Organizer: Dr. Tuomas Sandholm

Assistant: Phyllis Pomerantz (plp@cs.cmu.edu). Unless a different person is named below, please contact Phyllis for appointments with the speakers.

The AI seminars are open to the public and will be held on most Tuesdays at 3:30pm in Wean Hall, Carnegie Mellon University. Special AI seminars can be arranged for visitors on dates other than Tuesdays. The schedule will be updated daily. To nominate a speaker, contact Dr. Tuomas Sandholm at sandholm@cs.cmu.edu.

All AI seminars will be posted to both cboards and bboards (cs & robotics). Meanwhile, if you would like to/not to be reminded by email, please subscribe/unsubscribe ai-seminar-announcements mailing list by sending email to Michael.Lewicki@cs.cmu.edu. Simply put "Subscribe/Unsubsribe ai-seminar-announcements" in the subject of your message.

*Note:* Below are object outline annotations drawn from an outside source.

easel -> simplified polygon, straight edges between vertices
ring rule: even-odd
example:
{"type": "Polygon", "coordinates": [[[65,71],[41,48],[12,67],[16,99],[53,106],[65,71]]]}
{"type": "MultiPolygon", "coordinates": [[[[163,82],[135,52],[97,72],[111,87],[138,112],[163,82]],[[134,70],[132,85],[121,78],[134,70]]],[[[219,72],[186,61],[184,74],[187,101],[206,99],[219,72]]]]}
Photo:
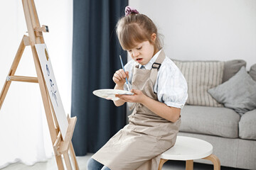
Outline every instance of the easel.
{"type": "Polygon", "coordinates": [[[75,169],[79,169],[76,160],[75,154],[72,144],[71,139],[73,134],[77,118],[70,118],[68,117],[68,128],[65,139],[62,138],[59,125],[54,112],[53,104],[50,99],[47,90],[43,74],[40,65],[38,54],[35,47],[36,44],[43,44],[44,40],[43,32],[48,32],[48,26],[40,26],[35,3],[33,0],[22,0],[26,22],[28,28],[28,36],[23,35],[14,60],[8,74],[6,80],[4,85],[0,96],[0,109],[6,96],[8,89],[11,81],[23,81],[30,83],[38,83],[40,91],[42,95],[43,103],[46,111],[46,119],[50,130],[50,138],[53,143],[55,157],[58,169],[64,169],[62,155],[63,155],[67,169],[72,169],[68,152],[75,169]],[[36,70],[38,77],[15,76],[14,74],[18,67],[22,54],[26,46],[31,47],[33,57],[35,62],[36,70]]]}

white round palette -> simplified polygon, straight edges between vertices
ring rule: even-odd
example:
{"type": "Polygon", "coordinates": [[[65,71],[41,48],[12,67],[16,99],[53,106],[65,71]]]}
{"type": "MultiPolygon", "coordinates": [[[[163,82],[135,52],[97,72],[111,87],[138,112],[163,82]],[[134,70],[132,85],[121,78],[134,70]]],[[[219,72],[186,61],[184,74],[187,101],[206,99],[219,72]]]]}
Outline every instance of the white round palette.
{"type": "Polygon", "coordinates": [[[98,97],[105,98],[107,100],[117,101],[119,98],[116,97],[116,94],[127,94],[133,95],[134,94],[124,90],[116,89],[100,89],[92,91],[92,94],[98,97]]]}

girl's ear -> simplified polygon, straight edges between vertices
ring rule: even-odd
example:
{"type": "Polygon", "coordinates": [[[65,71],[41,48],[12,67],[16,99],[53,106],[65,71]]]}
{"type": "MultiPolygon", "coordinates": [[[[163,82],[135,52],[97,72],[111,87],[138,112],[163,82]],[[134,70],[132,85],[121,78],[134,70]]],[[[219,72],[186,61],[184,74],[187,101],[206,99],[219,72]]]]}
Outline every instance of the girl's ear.
{"type": "Polygon", "coordinates": [[[151,40],[153,42],[155,42],[156,39],[156,33],[152,33],[151,35],[151,40]]]}

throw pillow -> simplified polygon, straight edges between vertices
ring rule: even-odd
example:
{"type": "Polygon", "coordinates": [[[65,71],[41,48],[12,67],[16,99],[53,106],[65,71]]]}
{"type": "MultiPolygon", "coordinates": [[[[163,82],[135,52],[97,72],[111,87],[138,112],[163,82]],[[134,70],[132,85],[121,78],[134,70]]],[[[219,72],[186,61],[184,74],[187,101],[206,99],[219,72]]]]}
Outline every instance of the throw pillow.
{"type": "Polygon", "coordinates": [[[233,76],[241,67],[246,67],[246,62],[242,60],[233,60],[225,62],[223,83],[233,76]]]}
{"type": "Polygon", "coordinates": [[[247,73],[245,67],[226,82],[208,90],[218,102],[240,115],[256,108],[255,91],[256,81],[247,73]]]}
{"type": "Polygon", "coordinates": [[[250,69],[249,74],[251,76],[252,79],[256,81],[256,64],[254,64],[251,66],[251,68],[250,69]]]}
{"type": "Polygon", "coordinates": [[[188,84],[186,104],[222,107],[207,90],[220,84],[224,62],[179,61],[173,60],[180,69],[188,84]]]}

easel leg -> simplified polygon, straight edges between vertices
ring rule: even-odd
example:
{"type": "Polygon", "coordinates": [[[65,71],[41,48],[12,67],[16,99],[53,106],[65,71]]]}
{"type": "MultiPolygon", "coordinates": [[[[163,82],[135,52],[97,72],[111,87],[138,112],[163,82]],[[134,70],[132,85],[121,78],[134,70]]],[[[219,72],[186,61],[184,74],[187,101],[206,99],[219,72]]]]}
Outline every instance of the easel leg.
{"type": "Polygon", "coordinates": [[[158,169],[158,170],[161,170],[164,164],[166,163],[166,162],[167,162],[167,161],[168,161],[168,159],[160,159],[160,162],[159,162],[159,169],[158,169]]]}
{"type": "Polygon", "coordinates": [[[65,169],[64,169],[61,155],[55,156],[55,160],[57,162],[58,169],[58,170],[64,170],[65,169]]]}
{"type": "Polygon", "coordinates": [[[78,164],[77,159],[75,158],[75,150],[74,150],[74,147],[73,146],[72,142],[70,142],[69,150],[70,150],[71,161],[72,161],[73,165],[75,166],[75,170],[79,170],[78,164]]]}
{"type": "Polygon", "coordinates": [[[203,158],[207,160],[210,160],[213,164],[214,170],[220,170],[220,159],[214,154],[203,158]]]}
{"type": "Polygon", "coordinates": [[[69,159],[68,152],[63,154],[63,156],[64,156],[65,163],[66,164],[67,169],[72,170],[72,166],[71,166],[70,160],[69,159]]]}
{"type": "MultiPolygon", "coordinates": [[[[24,35],[25,36],[25,35],[24,35]]],[[[15,72],[18,67],[18,63],[21,60],[21,56],[22,56],[22,54],[25,50],[25,45],[24,45],[24,42],[23,42],[23,38],[24,38],[24,36],[23,38],[22,38],[22,40],[20,43],[20,45],[18,46],[18,51],[16,54],[16,56],[15,56],[15,58],[14,58],[14,60],[11,64],[11,69],[10,69],[10,71],[8,74],[8,76],[13,76],[15,74],[15,72]]],[[[0,96],[0,109],[3,105],[3,103],[4,103],[4,98],[6,98],[6,94],[7,94],[7,91],[10,87],[10,85],[11,85],[11,81],[7,81],[7,80],[6,80],[5,83],[4,83],[4,87],[2,89],[2,91],[1,92],[1,96],[0,96]]]]}

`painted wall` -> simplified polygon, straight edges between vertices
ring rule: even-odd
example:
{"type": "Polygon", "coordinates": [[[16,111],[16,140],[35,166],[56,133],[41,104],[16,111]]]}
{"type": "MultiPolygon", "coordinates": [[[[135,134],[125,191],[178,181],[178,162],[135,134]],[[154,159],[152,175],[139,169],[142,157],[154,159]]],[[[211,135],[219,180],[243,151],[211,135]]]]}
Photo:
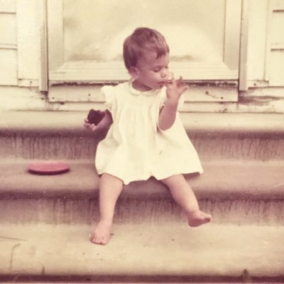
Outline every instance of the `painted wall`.
{"type": "MultiPolygon", "coordinates": [[[[0,109],[88,109],[87,102],[50,103],[38,92],[40,2],[0,0],[0,109]]],[[[284,1],[248,3],[246,67],[250,89],[239,94],[238,103],[196,102],[189,111],[284,112],[284,1]]],[[[72,33],[72,23],[68,25],[72,33]]],[[[69,38],[74,38],[71,33],[69,38]]],[[[90,46],[86,45],[87,53],[90,46]]],[[[70,53],[68,56],[75,55],[70,53]]],[[[70,87],[67,89],[69,92],[70,87]]]]}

Speakers' Guide | Mailing List | Past years' AI seminars: 02 01 00 99 98 97
Other AI-related seminars at CMU: CALD Seminar | RI Seminar | LTI Seminar | CNBC Seminar | VASC Seminar | Machine Learning | PITT ISP Seminar

Date	Speaker	Affiliation	Topic
9/26/03, Wean Hall 7220, 3:30pm Note unusual date & room	Jason Hartline (This talk is part of the theory seminar series, but I highly recommend it to AI seminar series participants also.)	CMU Computer Science Department	Randomization and Optimality in Profit Maximizing Auctions
10/21/03	Ron Lavi	Hebrew University, CS	Towards a Characterization of Truthful Combinatorial Auctions
10/28/03	Drew Bagnell	CMU School of Computer Science	Learning Policies: Leveraging Supervised Learning for Planning and Control
11/18/03	David Blei	UC Berkeley, CS	Learning Topic Hierarchies
11/25/03	Andrew McCallum	UMass Amherst, Computer Science	Conditional Random Fields for Information Extraction and Coreference
2/3/04	Eric Xing	UC Berkeley, CS	Generalized Mean Field Inference in Graphical Models (For appointments, contact Jill Lentz [jlentz@cs.cmu.edu].)
2/10/04	Jonathan Schaeffer	University of Alberta, CS	Dealing with Uncertainty in Poker
2/24/04	Naftali Tishby	School of Computer Science and Engineering and Interdisciplinary Center for Neural Computation, Hebrew University	Efficient Data Representations that Preserve Information
2/27/04, Wean Hall 4623, 3:30pm Note unusual date & room	Michael Kearns	Upenn CIS	Network Models for Game Theory and Economics
3/2/04	Russ Greiner	University of Alberta, CS	WebIC: An Effective ‘Complete-Web’ Recommender System
3/9/04	SPRING BREAK	NO TALK
3/30/04	Henry Kautz	University of Washington, CSE	Toward a Universal Inference Engine
4/20/04	Leslie Pack Kaelbling	MIT Computer Science and Artificial Intelligence Lab	Life-Sized Learning
4/27/04	Michael Lewicki	CMU Center for the Neural Basis of Cognition and Computer Science Department	Probabilistic models for learning structure in natural scenes and sounds
6/8/04	Pat Langley	Stanford U.	Computational Induction of Explanatory Process Models
TBA	Tom Mitchell	CMU School of Computer Science	TBA (Brain science & machine learning)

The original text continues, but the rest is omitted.